Monday, March 23, 2015

Schoenberg and the Dissonance: Some Background

Sometimes I forget that most of my readers are not musicologists! My post yesterday about the "emancipation of the dissonance" was an example. So today, let me fill in some of the context.

Arnold Schoenberg is one of the most interesting and complex figures in music history. I suggest reading the whole Wikipedia article as it is quite good. Schoenberg was born into the late 19th century musically dominant city of Vienna in 1874. The style of music was harmonically rich, orchestrally powerful and lengthy. The leading composers were people like Richard Strauss and Gustav Mahler. Schoenberg's early music was in this style and well-received. The prelude to his Gurre-Lieder is an example:


But Schoenberg was not content to rest there. He sensed that a huge transition was coming in music and that it was his destiny to be part of it. The fundamental change was in the whole concept of harmony. Schoenberg felt that the old strictures of the resolution of dissonance and cadence had to be overthrown if music were to progress. What I mean is that previously you could use dissonances, but they had to be resolved in a certain way and ultimately, the music had to arrive at a cadence, even if, as in the music of Richard Wagner, this was delayed for a long time.

For a while Schoenberg simply threw the rules away and wrote free music according to his instincts. An example of this stage are his Six Little Pieces, op. 19 for piano:


They are so brief because, operating purely by instinct, it is hard to create larger structures. After Schoenberg had written music like this, he strove to understand intellectually what was going on and finally came up with a way of structuring music other than with tonality. This atonal music was to be given a structure according to all the 12 chromatic notes of the scale arranged in a certain order. This was not like a melody, but rather a kind of intervallic structure that could be worked with using some age-old contrapuntal methods to create longer pieces.

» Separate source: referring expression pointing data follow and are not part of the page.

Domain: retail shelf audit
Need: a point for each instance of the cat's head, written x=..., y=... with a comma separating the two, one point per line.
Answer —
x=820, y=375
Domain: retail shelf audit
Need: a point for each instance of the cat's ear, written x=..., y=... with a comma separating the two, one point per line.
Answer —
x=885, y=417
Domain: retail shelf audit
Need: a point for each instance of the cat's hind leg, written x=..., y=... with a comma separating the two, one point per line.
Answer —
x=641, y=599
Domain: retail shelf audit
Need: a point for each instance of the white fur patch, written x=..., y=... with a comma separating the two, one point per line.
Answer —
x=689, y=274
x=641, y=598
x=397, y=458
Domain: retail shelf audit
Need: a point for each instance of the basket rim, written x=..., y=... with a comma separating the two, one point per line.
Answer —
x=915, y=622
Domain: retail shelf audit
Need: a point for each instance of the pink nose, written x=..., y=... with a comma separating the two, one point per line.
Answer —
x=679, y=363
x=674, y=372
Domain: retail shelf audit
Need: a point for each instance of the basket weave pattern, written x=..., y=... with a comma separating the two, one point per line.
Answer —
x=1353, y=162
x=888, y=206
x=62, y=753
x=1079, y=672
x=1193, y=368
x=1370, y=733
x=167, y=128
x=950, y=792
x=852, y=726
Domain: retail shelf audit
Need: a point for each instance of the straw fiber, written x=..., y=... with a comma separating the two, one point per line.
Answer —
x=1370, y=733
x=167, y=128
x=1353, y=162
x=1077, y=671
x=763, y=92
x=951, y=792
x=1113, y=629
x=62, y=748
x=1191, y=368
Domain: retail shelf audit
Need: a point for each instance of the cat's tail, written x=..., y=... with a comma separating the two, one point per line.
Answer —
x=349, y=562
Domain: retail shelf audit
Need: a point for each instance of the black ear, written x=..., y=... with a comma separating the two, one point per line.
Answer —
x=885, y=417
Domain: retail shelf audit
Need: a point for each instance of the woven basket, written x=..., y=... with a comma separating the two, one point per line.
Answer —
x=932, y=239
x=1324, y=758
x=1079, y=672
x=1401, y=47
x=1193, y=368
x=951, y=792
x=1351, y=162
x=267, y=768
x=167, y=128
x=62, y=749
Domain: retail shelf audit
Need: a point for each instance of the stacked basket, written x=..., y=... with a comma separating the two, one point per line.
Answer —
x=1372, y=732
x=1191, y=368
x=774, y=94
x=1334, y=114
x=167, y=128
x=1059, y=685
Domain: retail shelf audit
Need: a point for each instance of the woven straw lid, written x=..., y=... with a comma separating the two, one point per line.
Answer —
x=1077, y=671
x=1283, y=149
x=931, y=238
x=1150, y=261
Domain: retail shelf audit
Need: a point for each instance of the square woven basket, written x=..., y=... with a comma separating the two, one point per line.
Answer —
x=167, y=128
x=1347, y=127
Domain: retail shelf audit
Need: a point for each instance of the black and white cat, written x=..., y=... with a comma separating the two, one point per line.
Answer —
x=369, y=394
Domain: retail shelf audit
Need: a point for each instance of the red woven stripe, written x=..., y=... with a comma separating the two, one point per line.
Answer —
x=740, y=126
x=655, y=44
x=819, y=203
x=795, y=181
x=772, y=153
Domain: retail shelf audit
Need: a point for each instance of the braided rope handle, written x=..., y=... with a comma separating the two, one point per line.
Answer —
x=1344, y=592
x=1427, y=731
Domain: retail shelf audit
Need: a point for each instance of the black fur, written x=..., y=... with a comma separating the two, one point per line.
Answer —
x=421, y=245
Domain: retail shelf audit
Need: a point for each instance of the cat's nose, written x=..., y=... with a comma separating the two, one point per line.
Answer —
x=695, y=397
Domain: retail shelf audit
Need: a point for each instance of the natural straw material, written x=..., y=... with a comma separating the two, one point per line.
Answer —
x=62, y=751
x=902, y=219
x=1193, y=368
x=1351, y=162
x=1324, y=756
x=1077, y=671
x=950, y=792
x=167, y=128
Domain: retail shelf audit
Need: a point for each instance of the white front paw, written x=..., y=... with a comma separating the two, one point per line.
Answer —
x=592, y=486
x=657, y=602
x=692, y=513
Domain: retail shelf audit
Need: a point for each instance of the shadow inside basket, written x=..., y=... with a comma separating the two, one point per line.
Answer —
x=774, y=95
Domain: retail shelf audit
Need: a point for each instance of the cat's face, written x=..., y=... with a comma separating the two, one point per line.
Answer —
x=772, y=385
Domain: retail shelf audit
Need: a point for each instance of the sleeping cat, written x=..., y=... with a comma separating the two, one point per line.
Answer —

His Violin Concerto is an example:


What my previous post was about was the ideology that has been connected with this whole movement. A phrase used by Schoenberg, the "emancipation of the dissonance" was connected with the process. I was pointing out how misleading it is. In the original post I referred to connecting harmonic usage with the harmonic series as a misunderstanding. Let me hasten to say that this was not Schoenberg's misunderstanding, but rather of those theorists quoted in the Wikipedia article on the emancipation of the dissonance. Schoenberg was a superlative theorist and teacher apart from being such an important composer.

Now go back and read yesterday's post if you like!

4 comments:

Anonymous said...

As much as I agree with you that the *historical* development of harmony has to be found in voice leading, the *musical* explanation lies with the harmonic series.

Let me explain what I mean. You say that the third came about as a means to go from V to I. Historically it may well have been the case that a bunch of monks were not happy with their clumsy cadences and decided to throw in a third; they liked what they heard and bingo, we had a third.

That could well be true, so what you say may be correct, but that's a historical explanation. It begs the musical question: Why did they like it? After all, there are many ways to go from G to C? Why the third? Why not the second? The explanation is that the third is the interval between two low-numbered overtones. And that is the *only* reason the monks liked it.

In fact, why 12 notes in the chromatic scale and not say 11 or 13? Only the harmonic scale can explain that. Since all of Western harmony is based on these 12 notes, you just can't understand the origin of harmony without, well, the harmonic series.

Bryan Townsend said...

That's a very valid perspective. I could quibble and point out that in different cultures the journey from, say ^5 to ^1 (sorry, can't do the hats directly over the numbers, but I am referring to scale degrees) can be done in a lot of different ways. In flamenco, for example, it moves via the flat ^2. In Javanese and Balinese gamelan music there are lots of other possibilities that do not fall comfortably in the tempered or untempered chromatic scale of Western music.

What you say is very true of Western music. But isn't the explanation you offer also an historic one? Historically theorists in the West (going back as far as Pythagoras) have understood intervals as being derived from the harmonic overtone series. Is this true in Africa? or Asia?

Anonymous said...

You're right. I should have been more careful in teasing out the contingent factors from the psychoacoustic elements of the discussion. I believe basic harmony is universal (thirds, fourths, fifths, etc) and common to all cultures. But scales are not: they reflect both the technology of the place and the social purpose of music. The 12-note chromatic scale is not universal, even less so the diatonic scale. In the European context, I would say that the main behind it is social, especially the important of vocal music and the need for transposition, -- something that many non-Western cultures don't seem to share).

Bryan Townsend said...

I agree completely. I think that the modes and then scales in use in Western music are there because they facilitate the kind of music, harmonic and contrapuntal, that we like. Imagine the complexity of an Indian raga in multivoice counterpoint! Haven't we traded melodic complexity for larger scale harmonic structure?